Cos'era? Ex Stabilimento Idroterapico

 

Cenni storici
"Lo stabilimento idroterapico di Oropa fu il primo fra gli stabilimenti idroterapici d’Italia, aperto nel 1850 dal dottor Guelpa, al quale subentrò il dottor Giacomo Mazzuchetti nel 1871, sino a divenirne proprietario nel 1882. Posto sotto il pendio del monte Mucrone, a 1060 metri di altitudine, era circondato da una ampia serie di pinete che garantiva efficaci “bagni di aria balsamica, tanto utili nelle malattie di petto”. La posizione dell’edificio a ridosso della montagna riparava dai venti e dall’umidità, garantendo una temperatura mai superiore ai 23 gradi, cosicché risultava immerso “in una corrente d’aria, che per un lato scende purificata dai monti d’Oropa dall’altro lambe il bosco coltivato a valle e vi si profumava”. Lo stabilimento poteva ospitare anche più di duecento persone garantendo comfort adeguati al livello sociale degli ospiti e un accurato servizio di assistenza clinica. Il dott. Mazzuchetti, che già nel 1871 aveva assunto la direzione dello stabilimento e nel 1881 ne era diventato proprietario, si accinse non senza grave spesa a far riordinare e completare l’edificio in guisa da comprendervi quanto venne ideato ed attuato nei migliori stabilimenti analoghi in Europa, onde corrispondere in tutto ai progressi della scienza e soddisfare alle esigenze della maggiore possibile agiatezza.

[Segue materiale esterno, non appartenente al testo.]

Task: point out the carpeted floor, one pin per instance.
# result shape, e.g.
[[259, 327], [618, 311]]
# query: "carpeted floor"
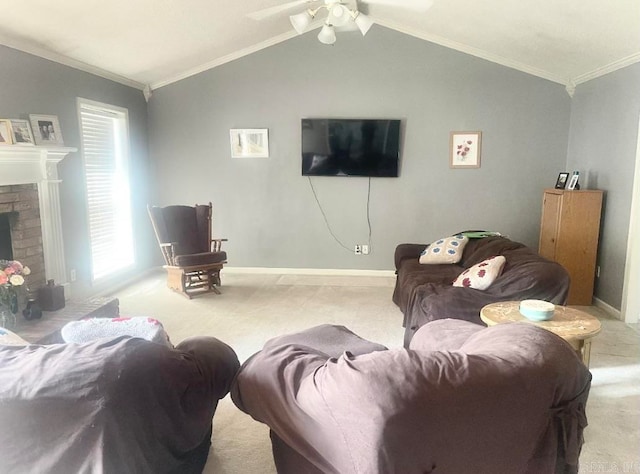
[[255, 307]]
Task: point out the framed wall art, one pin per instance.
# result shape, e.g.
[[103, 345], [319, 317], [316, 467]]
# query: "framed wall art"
[[464, 150], [21, 132], [46, 130], [249, 142]]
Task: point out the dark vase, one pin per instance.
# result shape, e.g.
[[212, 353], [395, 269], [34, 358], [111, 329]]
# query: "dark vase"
[[32, 310]]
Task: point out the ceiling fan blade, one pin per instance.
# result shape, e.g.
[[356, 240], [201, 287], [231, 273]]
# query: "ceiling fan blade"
[[267, 12], [416, 5]]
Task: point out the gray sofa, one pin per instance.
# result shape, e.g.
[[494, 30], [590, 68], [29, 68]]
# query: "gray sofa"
[[122, 405], [425, 292], [463, 399]]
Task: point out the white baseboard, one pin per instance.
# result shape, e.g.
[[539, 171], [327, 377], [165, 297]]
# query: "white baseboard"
[[310, 271], [607, 308]]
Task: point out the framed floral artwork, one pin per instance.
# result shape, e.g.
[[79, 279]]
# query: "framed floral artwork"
[[464, 150]]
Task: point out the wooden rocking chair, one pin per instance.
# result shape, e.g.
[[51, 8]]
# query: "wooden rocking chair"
[[193, 259]]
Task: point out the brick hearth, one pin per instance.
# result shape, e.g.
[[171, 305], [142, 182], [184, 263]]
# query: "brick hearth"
[[21, 202]]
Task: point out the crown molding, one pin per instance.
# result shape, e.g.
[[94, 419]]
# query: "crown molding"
[[225, 59], [479, 53], [611, 67], [67, 61]]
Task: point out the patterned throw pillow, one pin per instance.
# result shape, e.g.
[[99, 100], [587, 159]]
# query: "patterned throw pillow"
[[447, 250], [482, 274]]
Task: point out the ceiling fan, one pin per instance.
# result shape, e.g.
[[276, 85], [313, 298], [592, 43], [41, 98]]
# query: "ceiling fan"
[[340, 13]]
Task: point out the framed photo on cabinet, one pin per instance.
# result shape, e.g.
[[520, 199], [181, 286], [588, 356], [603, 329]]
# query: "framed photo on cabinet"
[[464, 149], [573, 184], [561, 182]]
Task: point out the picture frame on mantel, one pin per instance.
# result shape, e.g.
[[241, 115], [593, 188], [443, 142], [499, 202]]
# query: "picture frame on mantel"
[[21, 132], [46, 130], [465, 149], [249, 142], [5, 132]]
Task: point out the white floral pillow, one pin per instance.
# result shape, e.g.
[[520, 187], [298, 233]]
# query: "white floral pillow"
[[447, 250], [482, 274]]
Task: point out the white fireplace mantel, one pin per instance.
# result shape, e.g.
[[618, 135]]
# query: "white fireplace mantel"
[[39, 165]]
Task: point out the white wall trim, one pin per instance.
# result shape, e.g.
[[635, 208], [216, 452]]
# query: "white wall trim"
[[630, 297], [607, 308], [309, 271], [611, 67], [67, 61], [225, 59], [479, 53]]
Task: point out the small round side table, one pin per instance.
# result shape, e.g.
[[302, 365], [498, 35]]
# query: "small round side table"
[[574, 326]]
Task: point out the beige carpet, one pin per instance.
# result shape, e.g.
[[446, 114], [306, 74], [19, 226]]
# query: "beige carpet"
[[255, 307]]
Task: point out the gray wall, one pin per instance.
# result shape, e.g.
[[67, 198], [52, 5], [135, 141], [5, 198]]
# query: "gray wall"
[[602, 146], [266, 208], [29, 84]]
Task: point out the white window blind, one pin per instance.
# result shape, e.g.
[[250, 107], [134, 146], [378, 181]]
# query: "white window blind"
[[105, 150]]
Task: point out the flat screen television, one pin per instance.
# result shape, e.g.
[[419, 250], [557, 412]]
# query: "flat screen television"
[[350, 147]]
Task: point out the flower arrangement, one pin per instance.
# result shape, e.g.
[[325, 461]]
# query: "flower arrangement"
[[12, 275], [464, 149]]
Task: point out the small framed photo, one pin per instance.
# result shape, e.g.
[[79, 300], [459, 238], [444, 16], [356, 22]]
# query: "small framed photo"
[[249, 142], [46, 130], [561, 182], [5, 132], [464, 150], [21, 132], [573, 184]]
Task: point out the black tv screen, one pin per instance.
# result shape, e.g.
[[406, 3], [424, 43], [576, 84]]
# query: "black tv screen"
[[350, 147]]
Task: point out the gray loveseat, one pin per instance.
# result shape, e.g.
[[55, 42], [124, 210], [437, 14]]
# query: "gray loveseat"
[[425, 292]]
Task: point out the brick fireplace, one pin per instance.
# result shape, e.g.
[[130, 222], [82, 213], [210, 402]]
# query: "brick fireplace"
[[20, 209], [30, 202]]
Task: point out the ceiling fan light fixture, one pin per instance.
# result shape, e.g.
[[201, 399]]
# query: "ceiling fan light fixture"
[[327, 35], [363, 22], [338, 14], [301, 21]]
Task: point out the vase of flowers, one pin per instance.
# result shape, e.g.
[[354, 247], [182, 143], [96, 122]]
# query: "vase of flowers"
[[12, 275]]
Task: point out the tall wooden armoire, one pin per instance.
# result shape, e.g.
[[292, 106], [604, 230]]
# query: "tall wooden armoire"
[[569, 232]]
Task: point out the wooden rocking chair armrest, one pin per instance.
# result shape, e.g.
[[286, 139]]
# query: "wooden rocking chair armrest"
[[216, 244], [169, 251]]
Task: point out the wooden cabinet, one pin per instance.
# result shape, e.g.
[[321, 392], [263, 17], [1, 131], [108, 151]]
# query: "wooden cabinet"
[[569, 232]]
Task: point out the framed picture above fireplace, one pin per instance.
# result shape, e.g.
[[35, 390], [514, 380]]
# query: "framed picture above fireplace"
[[46, 130]]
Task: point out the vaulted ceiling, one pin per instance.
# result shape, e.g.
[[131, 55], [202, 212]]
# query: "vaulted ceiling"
[[156, 42]]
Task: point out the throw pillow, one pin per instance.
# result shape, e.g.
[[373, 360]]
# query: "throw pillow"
[[447, 250], [482, 274]]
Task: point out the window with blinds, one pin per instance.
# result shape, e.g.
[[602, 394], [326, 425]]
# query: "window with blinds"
[[105, 149]]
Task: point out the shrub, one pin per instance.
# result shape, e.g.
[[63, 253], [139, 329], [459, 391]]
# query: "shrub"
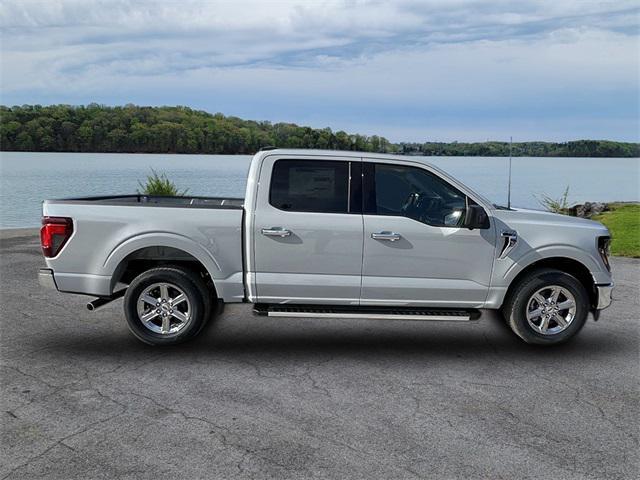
[[559, 205], [159, 184]]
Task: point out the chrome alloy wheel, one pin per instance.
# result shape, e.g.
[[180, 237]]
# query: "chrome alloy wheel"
[[551, 310], [164, 308]]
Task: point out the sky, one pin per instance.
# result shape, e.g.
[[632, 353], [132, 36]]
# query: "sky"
[[429, 70]]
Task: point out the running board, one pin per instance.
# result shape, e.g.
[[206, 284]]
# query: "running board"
[[372, 313]]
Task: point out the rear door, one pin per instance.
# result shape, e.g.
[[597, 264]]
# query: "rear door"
[[415, 251], [308, 230]]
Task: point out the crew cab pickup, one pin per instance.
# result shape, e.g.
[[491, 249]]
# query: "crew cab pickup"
[[329, 234]]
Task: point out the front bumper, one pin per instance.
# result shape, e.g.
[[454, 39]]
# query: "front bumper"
[[604, 296], [46, 278]]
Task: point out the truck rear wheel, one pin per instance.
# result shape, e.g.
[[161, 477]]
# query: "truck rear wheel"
[[547, 307], [167, 305]]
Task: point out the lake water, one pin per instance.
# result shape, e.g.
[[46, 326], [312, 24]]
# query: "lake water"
[[28, 178]]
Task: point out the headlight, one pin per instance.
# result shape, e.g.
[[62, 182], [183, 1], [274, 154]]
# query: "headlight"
[[604, 249]]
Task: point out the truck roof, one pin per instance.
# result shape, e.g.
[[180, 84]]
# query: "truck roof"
[[333, 153]]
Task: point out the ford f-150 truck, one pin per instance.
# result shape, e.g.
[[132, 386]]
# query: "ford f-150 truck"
[[329, 234]]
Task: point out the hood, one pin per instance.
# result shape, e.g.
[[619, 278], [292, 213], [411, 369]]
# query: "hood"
[[532, 217]]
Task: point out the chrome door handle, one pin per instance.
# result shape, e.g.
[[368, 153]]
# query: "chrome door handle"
[[389, 236], [276, 232]]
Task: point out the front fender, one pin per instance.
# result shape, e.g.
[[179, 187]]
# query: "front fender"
[[507, 269]]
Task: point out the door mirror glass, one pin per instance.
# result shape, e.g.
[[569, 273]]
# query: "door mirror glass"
[[475, 217]]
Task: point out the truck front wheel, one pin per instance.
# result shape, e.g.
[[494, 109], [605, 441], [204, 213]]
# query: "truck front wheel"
[[547, 307], [166, 305]]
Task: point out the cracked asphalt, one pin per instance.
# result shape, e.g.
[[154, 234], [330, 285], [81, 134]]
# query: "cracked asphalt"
[[254, 397]]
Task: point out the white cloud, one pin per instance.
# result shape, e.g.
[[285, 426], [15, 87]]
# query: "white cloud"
[[434, 60]]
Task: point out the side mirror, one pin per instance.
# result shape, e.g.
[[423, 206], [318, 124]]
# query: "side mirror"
[[475, 217]]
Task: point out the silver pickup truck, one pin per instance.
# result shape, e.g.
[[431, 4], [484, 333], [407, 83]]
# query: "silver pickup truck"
[[329, 234]]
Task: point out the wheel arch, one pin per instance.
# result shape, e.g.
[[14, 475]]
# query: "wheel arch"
[[564, 264], [143, 252]]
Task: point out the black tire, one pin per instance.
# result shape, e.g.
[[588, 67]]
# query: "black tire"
[[517, 304], [178, 280]]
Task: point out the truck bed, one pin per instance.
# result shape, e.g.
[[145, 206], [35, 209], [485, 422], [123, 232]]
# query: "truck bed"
[[155, 200], [109, 231]]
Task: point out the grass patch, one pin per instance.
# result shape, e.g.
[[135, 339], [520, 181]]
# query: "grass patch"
[[623, 221]]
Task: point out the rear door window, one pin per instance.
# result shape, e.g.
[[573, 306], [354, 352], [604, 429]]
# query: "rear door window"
[[310, 186]]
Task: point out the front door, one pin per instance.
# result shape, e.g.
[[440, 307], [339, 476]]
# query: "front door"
[[415, 251], [308, 231]]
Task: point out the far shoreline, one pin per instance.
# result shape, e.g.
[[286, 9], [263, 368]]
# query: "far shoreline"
[[251, 154]]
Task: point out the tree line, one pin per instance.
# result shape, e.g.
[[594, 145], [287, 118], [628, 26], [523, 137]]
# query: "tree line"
[[136, 129]]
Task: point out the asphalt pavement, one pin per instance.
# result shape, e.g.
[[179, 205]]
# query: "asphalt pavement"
[[257, 397]]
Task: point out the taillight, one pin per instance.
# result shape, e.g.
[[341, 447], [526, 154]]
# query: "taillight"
[[604, 249], [54, 234]]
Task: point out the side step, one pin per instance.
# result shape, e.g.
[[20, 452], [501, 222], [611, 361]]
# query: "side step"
[[366, 312]]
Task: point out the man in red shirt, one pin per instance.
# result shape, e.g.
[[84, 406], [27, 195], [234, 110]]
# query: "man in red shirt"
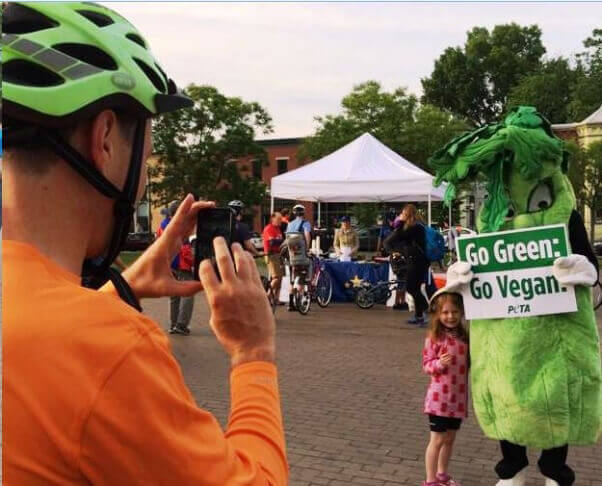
[[272, 240]]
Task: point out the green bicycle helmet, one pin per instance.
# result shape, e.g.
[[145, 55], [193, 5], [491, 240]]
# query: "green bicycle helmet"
[[64, 63], [67, 61]]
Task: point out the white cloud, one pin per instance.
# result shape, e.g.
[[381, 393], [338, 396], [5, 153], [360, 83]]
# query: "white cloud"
[[300, 59]]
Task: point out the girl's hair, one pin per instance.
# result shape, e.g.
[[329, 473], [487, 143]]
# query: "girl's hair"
[[411, 215], [436, 329]]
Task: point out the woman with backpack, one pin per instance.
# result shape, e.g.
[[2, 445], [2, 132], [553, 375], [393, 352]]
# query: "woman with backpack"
[[410, 240]]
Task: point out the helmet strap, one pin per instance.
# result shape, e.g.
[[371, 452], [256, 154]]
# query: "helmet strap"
[[96, 272]]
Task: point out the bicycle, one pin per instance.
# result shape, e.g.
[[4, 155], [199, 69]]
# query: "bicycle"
[[267, 286], [370, 294], [321, 283]]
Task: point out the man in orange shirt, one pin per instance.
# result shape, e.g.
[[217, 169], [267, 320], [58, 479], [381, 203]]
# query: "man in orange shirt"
[[91, 391]]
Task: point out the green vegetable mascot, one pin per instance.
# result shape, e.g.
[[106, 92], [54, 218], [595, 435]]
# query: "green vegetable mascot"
[[536, 381]]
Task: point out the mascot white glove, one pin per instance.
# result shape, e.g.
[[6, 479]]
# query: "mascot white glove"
[[459, 274], [574, 270]]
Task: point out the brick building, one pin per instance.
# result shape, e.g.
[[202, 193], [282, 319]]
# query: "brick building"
[[281, 158]]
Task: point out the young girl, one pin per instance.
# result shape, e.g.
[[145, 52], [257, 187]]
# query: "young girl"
[[445, 358]]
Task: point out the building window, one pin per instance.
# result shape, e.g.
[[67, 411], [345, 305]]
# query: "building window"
[[282, 165], [257, 169]]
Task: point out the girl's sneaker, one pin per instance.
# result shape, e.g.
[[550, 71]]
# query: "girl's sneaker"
[[447, 480]]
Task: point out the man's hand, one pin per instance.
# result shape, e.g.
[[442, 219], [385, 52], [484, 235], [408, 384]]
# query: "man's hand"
[[574, 270], [150, 275], [241, 317], [459, 274]]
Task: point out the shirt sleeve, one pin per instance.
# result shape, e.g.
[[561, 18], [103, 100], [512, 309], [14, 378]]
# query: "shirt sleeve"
[[145, 428], [430, 361]]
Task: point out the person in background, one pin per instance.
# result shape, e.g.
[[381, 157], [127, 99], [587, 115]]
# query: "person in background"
[[298, 225], [386, 229], [285, 219], [409, 240], [452, 236], [181, 307], [272, 241], [346, 240], [242, 233], [91, 391]]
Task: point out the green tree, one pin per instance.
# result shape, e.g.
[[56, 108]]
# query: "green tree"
[[592, 188], [197, 148], [576, 172], [396, 118], [549, 89], [412, 130], [474, 81], [587, 91]]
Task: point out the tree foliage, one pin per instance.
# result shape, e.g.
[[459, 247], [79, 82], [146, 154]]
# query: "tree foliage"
[[474, 81], [198, 148], [548, 89]]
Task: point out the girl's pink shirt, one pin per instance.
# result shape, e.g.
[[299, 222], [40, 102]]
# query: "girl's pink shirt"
[[447, 394]]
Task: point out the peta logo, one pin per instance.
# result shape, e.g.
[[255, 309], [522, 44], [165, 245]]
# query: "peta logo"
[[519, 309]]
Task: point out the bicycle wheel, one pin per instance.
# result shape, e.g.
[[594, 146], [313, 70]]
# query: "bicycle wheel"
[[597, 295], [302, 300], [323, 289], [364, 299], [267, 286]]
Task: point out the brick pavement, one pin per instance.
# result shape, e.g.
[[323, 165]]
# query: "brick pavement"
[[352, 393]]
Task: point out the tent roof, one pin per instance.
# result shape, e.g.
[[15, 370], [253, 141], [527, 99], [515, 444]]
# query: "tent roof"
[[365, 170]]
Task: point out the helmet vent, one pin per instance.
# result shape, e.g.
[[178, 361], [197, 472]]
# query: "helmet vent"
[[137, 39], [89, 54], [152, 75], [27, 73], [165, 78], [18, 19], [101, 20]]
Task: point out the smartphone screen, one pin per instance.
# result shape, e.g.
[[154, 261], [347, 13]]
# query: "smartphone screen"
[[211, 223]]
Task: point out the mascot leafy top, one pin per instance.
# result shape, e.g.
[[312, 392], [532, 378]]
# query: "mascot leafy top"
[[524, 164]]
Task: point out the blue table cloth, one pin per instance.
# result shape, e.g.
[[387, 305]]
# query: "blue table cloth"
[[347, 274]]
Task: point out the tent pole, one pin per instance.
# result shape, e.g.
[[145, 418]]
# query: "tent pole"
[[319, 214]]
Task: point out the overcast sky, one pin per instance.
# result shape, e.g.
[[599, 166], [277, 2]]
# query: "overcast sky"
[[299, 59]]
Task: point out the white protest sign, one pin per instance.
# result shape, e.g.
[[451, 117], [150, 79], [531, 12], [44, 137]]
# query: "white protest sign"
[[513, 273]]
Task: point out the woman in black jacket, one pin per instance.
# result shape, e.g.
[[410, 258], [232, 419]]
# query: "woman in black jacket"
[[409, 240]]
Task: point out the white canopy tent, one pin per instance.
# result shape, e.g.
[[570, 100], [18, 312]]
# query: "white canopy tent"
[[364, 170]]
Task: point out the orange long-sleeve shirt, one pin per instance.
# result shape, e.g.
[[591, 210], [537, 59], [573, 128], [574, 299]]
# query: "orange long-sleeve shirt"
[[93, 395]]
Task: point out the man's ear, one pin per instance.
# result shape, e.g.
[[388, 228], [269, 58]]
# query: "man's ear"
[[104, 131]]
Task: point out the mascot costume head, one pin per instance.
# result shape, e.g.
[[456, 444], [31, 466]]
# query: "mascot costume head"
[[535, 380]]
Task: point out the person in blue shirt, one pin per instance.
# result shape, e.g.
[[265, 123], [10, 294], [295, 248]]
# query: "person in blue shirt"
[[298, 225]]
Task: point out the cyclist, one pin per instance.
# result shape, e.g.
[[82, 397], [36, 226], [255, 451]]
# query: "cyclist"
[[92, 393], [242, 233], [298, 225], [272, 241]]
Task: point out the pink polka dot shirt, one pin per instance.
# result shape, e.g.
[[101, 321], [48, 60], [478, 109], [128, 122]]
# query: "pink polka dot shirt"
[[447, 394]]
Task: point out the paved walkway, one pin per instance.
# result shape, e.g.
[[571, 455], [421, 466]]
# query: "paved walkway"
[[352, 392]]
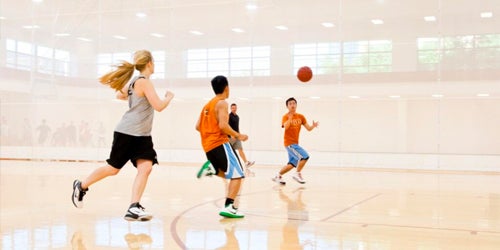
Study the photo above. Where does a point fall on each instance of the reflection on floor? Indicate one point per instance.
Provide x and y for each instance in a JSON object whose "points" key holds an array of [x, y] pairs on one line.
{"points": [[336, 209]]}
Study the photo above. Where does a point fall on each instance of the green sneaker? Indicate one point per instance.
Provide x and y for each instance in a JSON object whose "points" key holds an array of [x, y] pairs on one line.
{"points": [[231, 212], [206, 170]]}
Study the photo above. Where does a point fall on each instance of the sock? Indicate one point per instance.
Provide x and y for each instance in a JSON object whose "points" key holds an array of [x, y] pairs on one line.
{"points": [[228, 202]]}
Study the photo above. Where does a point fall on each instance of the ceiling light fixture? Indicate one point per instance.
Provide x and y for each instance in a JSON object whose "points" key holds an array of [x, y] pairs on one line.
{"points": [[84, 39], [195, 32], [251, 6], [237, 30], [430, 18], [328, 25], [157, 35], [31, 26], [486, 14]]}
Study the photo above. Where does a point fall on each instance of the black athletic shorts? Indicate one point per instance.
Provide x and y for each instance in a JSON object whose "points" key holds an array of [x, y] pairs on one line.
{"points": [[127, 147]]}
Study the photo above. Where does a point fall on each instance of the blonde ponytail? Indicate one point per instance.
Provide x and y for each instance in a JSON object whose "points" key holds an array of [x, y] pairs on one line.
{"points": [[118, 78]]}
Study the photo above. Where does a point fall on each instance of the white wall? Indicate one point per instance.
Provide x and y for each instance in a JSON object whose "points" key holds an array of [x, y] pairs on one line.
{"points": [[406, 133]]}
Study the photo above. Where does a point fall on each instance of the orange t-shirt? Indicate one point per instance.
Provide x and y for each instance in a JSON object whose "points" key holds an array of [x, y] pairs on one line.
{"points": [[292, 133], [211, 135]]}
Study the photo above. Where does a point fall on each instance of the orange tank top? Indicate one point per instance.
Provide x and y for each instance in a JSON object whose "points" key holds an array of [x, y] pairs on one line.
{"points": [[291, 135], [211, 135]]}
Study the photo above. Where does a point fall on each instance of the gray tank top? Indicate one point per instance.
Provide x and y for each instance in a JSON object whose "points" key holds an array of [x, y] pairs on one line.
{"points": [[138, 120]]}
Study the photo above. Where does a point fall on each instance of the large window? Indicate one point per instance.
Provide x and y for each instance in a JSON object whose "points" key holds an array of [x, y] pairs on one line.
{"points": [[322, 58], [459, 52], [367, 56], [107, 61], [236, 62], [353, 57], [26, 56]]}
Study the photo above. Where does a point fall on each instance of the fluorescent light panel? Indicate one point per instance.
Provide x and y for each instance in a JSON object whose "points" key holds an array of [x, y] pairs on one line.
{"points": [[430, 18], [195, 32], [486, 14], [157, 35], [327, 24], [237, 30]]}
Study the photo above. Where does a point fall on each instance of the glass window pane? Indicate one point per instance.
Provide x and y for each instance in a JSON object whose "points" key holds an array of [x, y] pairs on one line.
{"points": [[45, 52], [218, 53], [262, 51], [118, 57], [197, 54], [104, 58], [216, 65], [197, 74], [304, 49], [11, 45], [428, 43], [25, 48], [241, 64], [61, 55], [380, 45], [11, 59], [241, 52], [261, 63], [197, 66]]}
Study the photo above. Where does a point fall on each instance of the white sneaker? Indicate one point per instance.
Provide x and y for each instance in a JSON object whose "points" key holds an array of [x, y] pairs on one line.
{"points": [[206, 170], [298, 177], [136, 213], [78, 193], [249, 164], [230, 212], [279, 179]]}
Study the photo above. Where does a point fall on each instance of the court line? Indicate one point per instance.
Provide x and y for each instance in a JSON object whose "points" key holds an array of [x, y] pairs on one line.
{"points": [[472, 231], [348, 208], [173, 225]]}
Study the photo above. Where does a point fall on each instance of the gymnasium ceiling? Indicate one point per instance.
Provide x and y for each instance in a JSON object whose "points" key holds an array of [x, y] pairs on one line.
{"points": [[113, 25]]}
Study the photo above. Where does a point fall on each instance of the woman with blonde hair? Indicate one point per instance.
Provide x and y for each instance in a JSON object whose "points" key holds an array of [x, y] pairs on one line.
{"points": [[132, 136]]}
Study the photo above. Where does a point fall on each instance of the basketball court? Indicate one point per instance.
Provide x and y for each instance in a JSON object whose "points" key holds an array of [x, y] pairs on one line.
{"points": [[336, 209], [406, 155]]}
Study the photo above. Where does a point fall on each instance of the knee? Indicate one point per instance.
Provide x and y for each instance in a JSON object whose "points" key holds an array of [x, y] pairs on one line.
{"points": [[145, 169], [113, 171]]}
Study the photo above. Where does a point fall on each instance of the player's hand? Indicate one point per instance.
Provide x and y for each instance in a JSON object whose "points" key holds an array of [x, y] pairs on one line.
{"points": [[242, 137], [169, 95]]}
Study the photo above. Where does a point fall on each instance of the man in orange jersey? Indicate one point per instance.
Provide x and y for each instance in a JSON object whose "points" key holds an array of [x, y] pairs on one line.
{"points": [[297, 156], [222, 159]]}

Le opere eseguite, oltre ad assicurare un confortevole alloggio a ben 200 persone, arricchirono il locale di sale ampie ed eleganti per mensa, conversazione, lettura, ballo, biliardo e scherma, e riuscirono a far agevolare le operazioni idroterapiche mediante bagni ai diversi piani, vaste piscine ad acqua corrente, grandi ambulatori al coperto per la reazione; nuovi apparecchi per graduare la pressione ed elevare a volontà la temperatura dell’acqua nelle docce e nei bagni, o quali sono convenientemente disposti ed affatto distinti per i due sessi."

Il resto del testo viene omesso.